Single40'S diary

「40過ぎて独身で」と言ってる間にはや還暦のブログ

最後の秘境 東京藝大

「最後の秘境 東京藝大」二宮敦人。副題「天才たちのカオスな日常」

 

上野に東京藝大という大学があるのだが、あるということは知っていても、その実態はまったく知らない。
「最期の秘境」とは大げさだと思ったが、言われて見れば一理ある。
というわけで、タイトルに惹かれて購入。

なるほど、東京藝大はまさに「最後の秘境」というにふさわしい。
まずもって、あの東大以上の難関であるということを知らない人は多いのであるまいか。
一応、ペーパーテストはあるものの、それは「同点のとき悩んだとき用」であって、各学科とも「実技」で入学が決まるのだという。
というわけで、藝大目指して地方から上京し、藝大の教授に師事して入学を狙うくらい「あるある」」なのだそうだ。
しかも、各学科とも、わずか数人の枠しかない。
おそるべし、まさに選ばれしエリートのための大学なのである。

藝大は音校と美校に分かれており、それぞれ音楽と美術をやる。
この二者は明確にカラーが別れているそうで、音校の生徒は正装に近いような服装で、女性ならお嬢様タイプが多いそうだ。
一方の美校は個性的な(笑)格好の者が多く、身なりに構わない人も多いらしい。なんとなく、わかる(笑)
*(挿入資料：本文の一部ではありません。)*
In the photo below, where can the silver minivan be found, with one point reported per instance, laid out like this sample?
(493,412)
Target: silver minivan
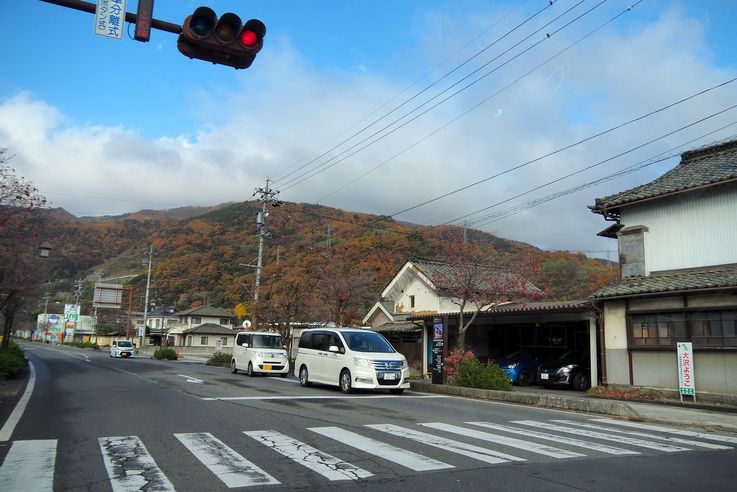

彼らの天才ぶりは本書に詳しくエピソードがあるのであるが、まあ、一般社会からすると「奇人変人」のたぐいだと思えばよい。
しかも、学長みずからが「数年に一人の天才を排出するための学校」と言ってはばからないというのだから、死屍累々は覚悟の上ということになる。
おそるべきことに、卒業生の半分が行方不明になるという。
まあ、音楽家になったり画家になったりして、身を立てることができる者は一握りしかいない、というのは理解できる。
一般企業に入社するものは「負け組」なのだそうだ。「ああ、あいつは諦めたんだな」
で、其他の者は、行方不明になるしかないのである。
なんと、凄まじい世界であることか。


評価は☆☆。
予想以上に面白い。一読して損がないと思う。

 

私は学生時代に、江古田という街に住んでいたのであるが、近くに日大芸術学部(通称ニチゲイ)という大学があった。
この学生は、見るからにアヤシイ人物が多かった。
毎日、ニチゲイの前を通るのだが、なるべく関わりにならないようにしていた(笑)
学祭の時期など、わざわざ遠回りしてアパートに帰ったものである。
魔窟ではないかと思っていた。
この本を読んで、そんな昔を思い出した。

芸術を志す、というのは、思えば魔物に魅入られたようなものかもしれない。
損得ではないのだろうと思う。
それもまた、人間らしい生き方ということでしょうかね。